A mulher também esteve no centro em "O Desprezo", de 1963, talvez a obra-prima de Godard. Dessa vez, a musa era Brigitte Bardot, que encarnava a esplêndida Camille. Ao mesmo tempo que correspondia ao desejo fetichista do público, a nudez de Bardot assustava o moralismo —tudo o que BB, como era conhecida, sempre odiou—, colaborando também para a emancipação do corpo feminino.

Nesse filme, Godard revelou todas as fases de um relacionamento amoroso. Com a luxuosa participação do diretor austríaco Fritz Lang, o roteiro nos conduz à desagregação do romance entre Camille e Paul, vivido por Michel Piccoli.

Naquele tempo, toda musa tinha um muso —e vice-versa. Godard ajudou a moldar o homem da nouvelle vague. Em "Masculino-Feminino", de 1966, Jean-Pierre Léaud se tornou um herói, criando um espelho para a masculinidade. Nele, gerações de rapazes românticos se miraram, para talvez um dia encontrar uma Madeleine, personagem interpretada por Chantal Goya.

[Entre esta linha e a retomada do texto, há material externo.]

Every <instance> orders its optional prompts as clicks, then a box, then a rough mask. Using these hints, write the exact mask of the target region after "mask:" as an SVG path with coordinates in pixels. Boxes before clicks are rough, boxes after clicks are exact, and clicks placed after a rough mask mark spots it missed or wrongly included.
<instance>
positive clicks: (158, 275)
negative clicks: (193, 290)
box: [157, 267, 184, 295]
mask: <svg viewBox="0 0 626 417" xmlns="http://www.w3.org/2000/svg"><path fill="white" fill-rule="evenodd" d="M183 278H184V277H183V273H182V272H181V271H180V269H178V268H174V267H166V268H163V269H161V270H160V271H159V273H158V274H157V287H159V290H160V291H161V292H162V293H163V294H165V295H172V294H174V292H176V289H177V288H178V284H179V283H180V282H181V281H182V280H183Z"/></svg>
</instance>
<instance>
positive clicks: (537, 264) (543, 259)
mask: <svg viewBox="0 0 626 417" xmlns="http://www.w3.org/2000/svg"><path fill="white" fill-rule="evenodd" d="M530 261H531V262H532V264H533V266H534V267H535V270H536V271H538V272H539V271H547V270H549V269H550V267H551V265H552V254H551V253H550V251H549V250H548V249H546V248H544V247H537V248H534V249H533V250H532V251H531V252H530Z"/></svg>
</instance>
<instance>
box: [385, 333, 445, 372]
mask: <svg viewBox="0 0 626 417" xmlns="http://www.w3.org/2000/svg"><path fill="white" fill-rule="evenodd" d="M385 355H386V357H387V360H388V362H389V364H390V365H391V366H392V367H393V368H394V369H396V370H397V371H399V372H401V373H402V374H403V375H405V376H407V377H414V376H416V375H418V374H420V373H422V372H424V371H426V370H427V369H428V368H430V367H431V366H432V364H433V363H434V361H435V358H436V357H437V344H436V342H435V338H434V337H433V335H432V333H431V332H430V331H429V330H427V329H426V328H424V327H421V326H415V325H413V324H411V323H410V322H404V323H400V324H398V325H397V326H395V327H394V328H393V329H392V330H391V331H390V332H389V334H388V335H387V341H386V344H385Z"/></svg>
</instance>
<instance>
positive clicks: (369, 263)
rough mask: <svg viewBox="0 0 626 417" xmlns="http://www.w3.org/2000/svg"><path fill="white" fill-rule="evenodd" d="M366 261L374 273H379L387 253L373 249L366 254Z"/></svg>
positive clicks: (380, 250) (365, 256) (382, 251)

Um ano depois, o diretor se casou com a alemã Anne Wiazemsky, ainda menor de idade, elevando a atriz à posição de estrela em "A Chinesa", de 1967. Até a separação, três anos depois, o comportamento de Godard seria marcado pelo machismo, com atitudes violentas e até uma tentativa de suicídio, segundo relatou Wiazemsky nos livros que escreveu. Até a morte, Godard esteve ao lado da também atriz Anne-Marie Miéville, com quem manteve relação mais discreta.

A obra de Godard é também impactante por todas as suas impurezas. Sua morte torna a vida um pouco menos inteligente. Parte da história do cinema se encerra, deixando em preto e branco todos os nossos sonhos de um amor tórrido, digno de um filme francês.